Ramat Gan Museum of Israeli Art
Location: Ramat Gan
Year: 2015-2020
Area: 3,000 sqm
Status: Built
Client: Ramat-Gan Municipality
Team: Avinoam Sharon, Ido Levi, Alon Sarig, Talma Weitzner
Project Management: Davelman-Perzlina Projects and Buildings Management
Structural Engineering: Dan Shaham
Project Description
The Museum of Israeli art in Ramat-Gan resides in a building listed for preservation, designed by an unknown architect in 1936 for industrial use. In 1987 it became the Museum of Israeli Art and as such it revived the idea to establish at the nearby Veterans Neighborhood an artists community. Our proposal was based on the following principles:
Restoring and reactivating the artists’ studios in the area in order to revive the initial idea of a cultural compound with a museum and a sculpture garden integrated.
Defining and amplifying the unique morphology of the buildings' original acute triangle plan, (including the removal of additions accumulated during the years).
Preservation of the original building, its envelope, its spinal free-standing columns and beams system, its openings and iron frames, as well as a lookout post attached to the north elevation of the building (probably in the 1940’s).
Reinstating the building’s flat roof as a fifth façade; The roof will be utilized for events and exterior exhibition events.
Location of the main entrance to the museum on the north facade, at the seam between the historical building and the new extension.
Integrating additional programs such as: auditorium, youth wing, storage space, and cafe (located at the “nose” of the building.
Use of industrial elements for the new envelope of the building, such as vertical pre-cast concrete elements and structural-glass, as a gesture to the building's origins as a modernist factory.
Haviv School
Location: Rishon LeZion
Year: 2015-2019
Area: 3,000 sqm
Site area: 13,000 sqm
Number of Classrooms: 18
Status: Built
Client: Rishon Lezion Municipality
Team: Adi Samet, Ido Levi, Quentin Dellerze
Collaboration: Dan Hasson
Landscape Architect: Inside-Outside, Amsterdam; Moria-Sekely, Tel Aviv
Project Management: Eli Gotlib
Structural Engineering: Rokach & Ashkenazi
Bait La’Ivrit
Location: Rishon LeZion
Year: 2015-2017
Area: 6,000 sqm
Site area: 13,000 sqm
Status: Unbuilt
Client: Rishon Lezion Municipality
Team: Adi Samet, Alon Sarig,
Collaboration: Dan Hasson
Landscape Architect: Inside-Outside, Amsterdam; Moria-Sekely, Tel Aviv
Project Description:
The International Center For the Hebrew Language in Rishon leZion is situated on the grounds of Haviv elementary school - the first school to teach modern Hebrew - established in 1882.

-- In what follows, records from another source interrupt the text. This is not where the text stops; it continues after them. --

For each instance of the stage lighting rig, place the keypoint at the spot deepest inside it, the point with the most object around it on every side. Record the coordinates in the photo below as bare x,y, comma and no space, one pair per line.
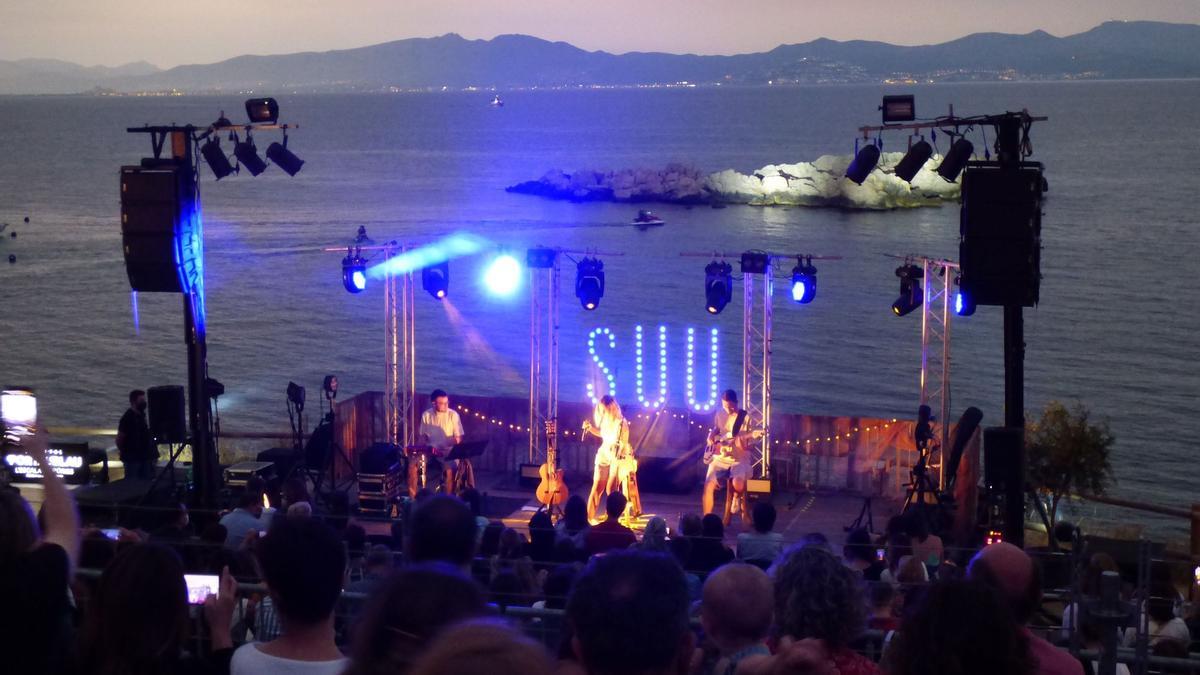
913,160
262,111
589,282
964,302
216,157
295,395
955,160
718,286
354,270
282,157
503,275
863,163
804,280
911,294
436,280
247,156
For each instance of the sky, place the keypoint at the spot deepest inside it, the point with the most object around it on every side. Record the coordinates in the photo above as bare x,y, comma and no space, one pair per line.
169,33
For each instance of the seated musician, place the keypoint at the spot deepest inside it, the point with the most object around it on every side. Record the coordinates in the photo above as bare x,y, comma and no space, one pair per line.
442,430
731,460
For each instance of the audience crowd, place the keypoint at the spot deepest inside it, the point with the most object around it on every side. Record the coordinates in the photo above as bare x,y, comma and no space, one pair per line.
437,596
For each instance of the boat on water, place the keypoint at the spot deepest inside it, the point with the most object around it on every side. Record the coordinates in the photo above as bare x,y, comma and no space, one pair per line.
647,219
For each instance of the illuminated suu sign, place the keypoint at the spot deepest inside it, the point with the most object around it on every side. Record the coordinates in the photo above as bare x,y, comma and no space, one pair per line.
603,356
69,460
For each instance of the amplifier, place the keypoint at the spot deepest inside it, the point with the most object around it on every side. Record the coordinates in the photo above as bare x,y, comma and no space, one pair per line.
239,473
381,483
378,493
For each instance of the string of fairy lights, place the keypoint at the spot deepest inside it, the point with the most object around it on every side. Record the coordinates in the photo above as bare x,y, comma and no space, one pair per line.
797,442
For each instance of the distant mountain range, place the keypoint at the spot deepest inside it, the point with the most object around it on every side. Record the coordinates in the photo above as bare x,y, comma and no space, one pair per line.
1111,51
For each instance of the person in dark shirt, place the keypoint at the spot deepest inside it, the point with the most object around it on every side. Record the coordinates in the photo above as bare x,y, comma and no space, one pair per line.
35,569
137,449
611,533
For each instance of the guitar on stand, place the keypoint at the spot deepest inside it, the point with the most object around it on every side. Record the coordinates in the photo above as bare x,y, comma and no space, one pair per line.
551,490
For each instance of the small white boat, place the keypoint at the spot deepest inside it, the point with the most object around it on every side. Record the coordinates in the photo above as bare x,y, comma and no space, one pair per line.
647,219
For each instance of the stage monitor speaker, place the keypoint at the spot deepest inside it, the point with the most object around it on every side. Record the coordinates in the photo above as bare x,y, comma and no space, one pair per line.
1000,228
1003,473
670,475
151,210
168,417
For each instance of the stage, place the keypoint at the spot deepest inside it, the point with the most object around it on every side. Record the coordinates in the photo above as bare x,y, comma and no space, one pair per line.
799,513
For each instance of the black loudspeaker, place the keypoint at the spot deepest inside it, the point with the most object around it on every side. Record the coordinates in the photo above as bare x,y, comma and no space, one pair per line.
378,458
1000,228
168,417
963,434
1003,473
151,211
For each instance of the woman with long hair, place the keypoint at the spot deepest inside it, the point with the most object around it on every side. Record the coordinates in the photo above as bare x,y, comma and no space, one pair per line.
606,423
138,621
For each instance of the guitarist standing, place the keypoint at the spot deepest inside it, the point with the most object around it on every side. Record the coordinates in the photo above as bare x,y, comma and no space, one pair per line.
730,457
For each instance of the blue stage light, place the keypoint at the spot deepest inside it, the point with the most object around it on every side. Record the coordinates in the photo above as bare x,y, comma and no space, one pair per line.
354,272
436,280
503,275
718,286
804,281
964,304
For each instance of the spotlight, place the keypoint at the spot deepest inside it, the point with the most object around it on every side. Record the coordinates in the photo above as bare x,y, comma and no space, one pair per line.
718,286
911,294
589,282
247,154
540,258
755,262
955,160
216,159
804,281
899,108
436,280
283,157
503,275
964,302
262,111
354,272
916,157
863,163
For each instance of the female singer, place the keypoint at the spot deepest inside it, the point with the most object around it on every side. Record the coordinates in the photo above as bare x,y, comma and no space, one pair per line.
606,423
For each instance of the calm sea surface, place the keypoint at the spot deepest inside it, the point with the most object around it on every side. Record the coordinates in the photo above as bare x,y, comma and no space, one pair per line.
1116,328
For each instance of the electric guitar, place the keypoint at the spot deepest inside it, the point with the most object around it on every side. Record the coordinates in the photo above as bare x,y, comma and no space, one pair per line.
551,490
724,447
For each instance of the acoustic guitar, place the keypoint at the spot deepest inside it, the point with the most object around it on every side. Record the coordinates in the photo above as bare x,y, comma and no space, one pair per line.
551,490
724,447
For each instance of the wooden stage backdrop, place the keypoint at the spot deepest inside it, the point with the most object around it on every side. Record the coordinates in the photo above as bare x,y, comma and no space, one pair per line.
859,453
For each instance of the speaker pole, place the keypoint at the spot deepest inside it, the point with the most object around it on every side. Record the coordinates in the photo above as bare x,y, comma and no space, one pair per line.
204,457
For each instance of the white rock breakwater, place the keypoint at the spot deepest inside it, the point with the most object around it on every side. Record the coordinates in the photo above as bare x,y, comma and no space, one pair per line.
820,183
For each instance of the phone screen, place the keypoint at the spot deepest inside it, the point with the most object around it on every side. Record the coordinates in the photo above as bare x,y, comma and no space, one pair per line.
18,410
201,586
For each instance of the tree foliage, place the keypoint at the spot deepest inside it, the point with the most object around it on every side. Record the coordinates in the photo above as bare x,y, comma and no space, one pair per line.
1066,453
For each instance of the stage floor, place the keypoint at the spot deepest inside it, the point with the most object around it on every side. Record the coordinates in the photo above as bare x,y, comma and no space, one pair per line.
799,513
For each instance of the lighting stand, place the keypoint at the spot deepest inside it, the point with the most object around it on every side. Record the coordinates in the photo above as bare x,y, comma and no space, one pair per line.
544,312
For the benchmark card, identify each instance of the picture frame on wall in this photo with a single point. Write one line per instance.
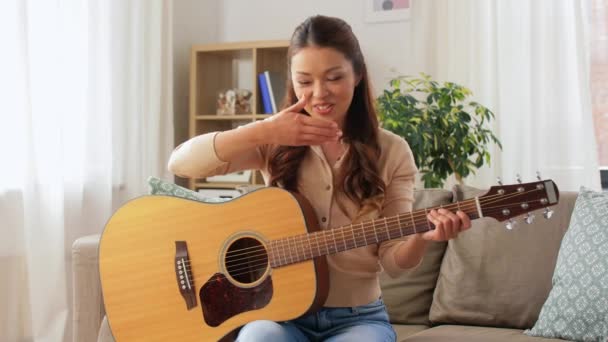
(386, 10)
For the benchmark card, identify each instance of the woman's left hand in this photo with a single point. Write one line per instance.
(447, 224)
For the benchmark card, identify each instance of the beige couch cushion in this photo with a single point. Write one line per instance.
(408, 297)
(491, 276)
(404, 331)
(454, 333)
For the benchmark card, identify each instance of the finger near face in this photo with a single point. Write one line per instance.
(465, 219)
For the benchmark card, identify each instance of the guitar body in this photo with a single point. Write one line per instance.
(174, 269)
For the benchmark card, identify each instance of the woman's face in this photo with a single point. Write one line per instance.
(327, 79)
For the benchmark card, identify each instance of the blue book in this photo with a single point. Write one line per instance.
(276, 88)
(265, 94)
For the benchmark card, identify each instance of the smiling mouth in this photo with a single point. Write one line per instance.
(323, 109)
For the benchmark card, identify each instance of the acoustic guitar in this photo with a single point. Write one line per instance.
(180, 270)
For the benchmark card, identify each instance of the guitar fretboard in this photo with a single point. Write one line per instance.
(304, 247)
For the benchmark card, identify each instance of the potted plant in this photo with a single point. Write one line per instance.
(446, 132)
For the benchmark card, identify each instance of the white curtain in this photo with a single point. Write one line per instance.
(528, 61)
(85, 118)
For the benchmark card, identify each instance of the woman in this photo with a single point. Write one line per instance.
(327, 146)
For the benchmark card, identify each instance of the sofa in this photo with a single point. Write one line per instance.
(488, 284)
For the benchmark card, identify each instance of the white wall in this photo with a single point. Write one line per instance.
(194, 22)
(385, 45)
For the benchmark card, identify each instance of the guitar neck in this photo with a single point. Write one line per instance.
(304, 247)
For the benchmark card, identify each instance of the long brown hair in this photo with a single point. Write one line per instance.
(358, 178)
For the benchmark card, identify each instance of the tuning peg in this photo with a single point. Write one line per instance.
(511, 224)
(548, 213)
(529, 218)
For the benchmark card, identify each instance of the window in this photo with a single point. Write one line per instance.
(599, 82)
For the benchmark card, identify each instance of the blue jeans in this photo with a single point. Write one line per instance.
(367, 323)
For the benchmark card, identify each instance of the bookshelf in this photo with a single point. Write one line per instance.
(218, 67)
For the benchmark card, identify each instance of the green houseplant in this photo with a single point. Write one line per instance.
(446, 132)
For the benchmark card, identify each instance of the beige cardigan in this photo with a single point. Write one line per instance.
(353, 274)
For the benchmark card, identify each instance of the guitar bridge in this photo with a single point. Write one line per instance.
(183, 274)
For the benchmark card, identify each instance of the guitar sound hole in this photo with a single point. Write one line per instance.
(246, 260)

The center will operate in coordination with the school, which operates till this day in the core of the historical city of Rishon le Zion. The school's original building will be conserved and used as a museological space for the school and the Hebrew language. The adjacent historical 'Medalya' house will be conserved as an integral part of the site and will host a coffee house.
The public complex, enfolding The International Center For the Hebrew Language; which will host manifold audiences for experiential learning, Enrichment activities, meetings and conferences regarding the Hebrew language.
The open spaces of the project are designed as a continuous urban promenade intertwined with the interior spaces at the ground floor of the Hebrew Center. The entire site is encompassed on its perimeter by a green pergola, providing outdoor classrooms and shaded play-areas for the school, hangouts for the Hebrew Center and a soft buffer from the adjacent neighborhood.
Holocaust Museum of Greece, Thessaloniki
Location: Thessaloniki, Greece
Year: 2015
Area: 8,000 sqm.
Status: In Progress
Client: The Jewish Community of Thessaloniki
Team : Avinoam Sharon, Alon Sarig, Roy Finkelman
Collaboration: Heide & Von Beckerath Architekten Berlin, Makridis Associates, Thessaloniki
Project Description
Thessaloniki’s Jewish community, the oldest in Europe, was present in the city for 2,000 years and was the largest ethnic community of the city between 1492 and 1912.
The fire of 1917 destroyed many of the Jewish buildings of Thessaloniki and the extermination of the Jewish community during the German occupation of World War II erased much of the city’s Jewish fabric.
By offering Thessaloniki a new public monument, the proposed Holocaust Memorial & Human Rights Educational Center seeks to commemorate the devastating fate of the Jewish community, but also to recount its cultural history and rejuvenation after the war, and to host an open forum for multi-cultural education and forward-looking dialogs between various identity groups.
The project consists of an octagonal tower, a low ring-shaped building and a public plaza. The 32 meter high energy-efficient tower is a museum, an archive and a cultural center.